With Christmas fast approaching, I thought it would be a good time to discuss Mental Health and Finances; and how the two can impact on one another.
Different Levels of Poverty
It is important to realise that there are different types of poverty; both of which can have a negative impact on a persons mental health and wellbeing. These types are known as ‘Absolute’ and ‘Relative’ poverty.
Absolute poverty is when a family, or individual, does not have enough income to cover their basic needs. Examples of this would be:
- Not having access to safe shelter
- Not being able to afford enough food
- Not being able to afford gas and/or electricity
- Not being able to afford toiletries
- Not having access to important facilities such as health facilities and education
Absolute poverty is measured by income. If an individual or a family earn below 60% of minimum income standard (inflation-adjusted), then they would be classed as living in absolute poverty.
Relative poverty changes based on context and based on their economic climate at any one time. This is when a family or individual earns 60% of the average household income for their area, but are unable to provide more than the basic needs (house, bills, food, water, health services etc). These people do not have access to the same opportunities and activities that average earners have access to.
For example, they can afford three meals a day, but cannot afford to pay for their child to go on a school trip, or afford new clothes for an event, or go out for food with family/friends. They can simply afford to live.
How Finances Can Impact Mental Health
Struggling with money is never easy. Whether it be short-term or ongoing, or whether it be absolute poverty or relative.
Both forms of poverty can lead to depression and other mental health conditions. Both can have a negative impact on relationships with those around us and can be difficult to talk about.
Financial struggles often come with feelings of guilt, shame, stress and sadness. One may feel guilty for not being able to provide gifts for others for birthdays/Christmases, they may feel embarrassed to ask for help/support and they may feel stressed as they try their best to save for the things that they want/need. All of these feelings can lead to poor mental health; especially if they are long-term.
How Can Mental Health Impact Finances?
Various mental health conditions can intervene with the ways in which a person manages their finances.
For example, a person with bipolar, going through a manic phase, may lose control of their spending. They may make impulsive decisions which can lead to a high level of spending; which they may later regret and feel guilty for as their state of mind changes.

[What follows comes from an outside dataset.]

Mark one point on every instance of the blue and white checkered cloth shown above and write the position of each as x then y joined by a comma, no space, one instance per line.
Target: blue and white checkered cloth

A person with depression/anxiety may avoid checking their bank account or opening important letters in regards to their finances, and as a result could end up in a poor financial state.
Some may also spend money as a way of trying to cheer themselves up, and while this may work in the moment, it is often short lived; which can lead to additional purchases.
These are just a couple of examples into how mental health can impact on finances.
Christmas and Finances
Christmas is fast approaching and can be a very stressful time for people who struggle with their mental health and finances. Some may not look forward to buying gifts for others as they know that it will have a poor effect on their funds for the rest of the month. Some may not be able to afford gifts at all and may feel guilty when receiving gifts from others, and may come across as ungrateful, although that is not necessarily the case.
Please remember to be extra kind to one another at this time of year and remember that Christmas is about much more than giving and receiving. Try to be more open minded, remember that you never truly know what another person is going through.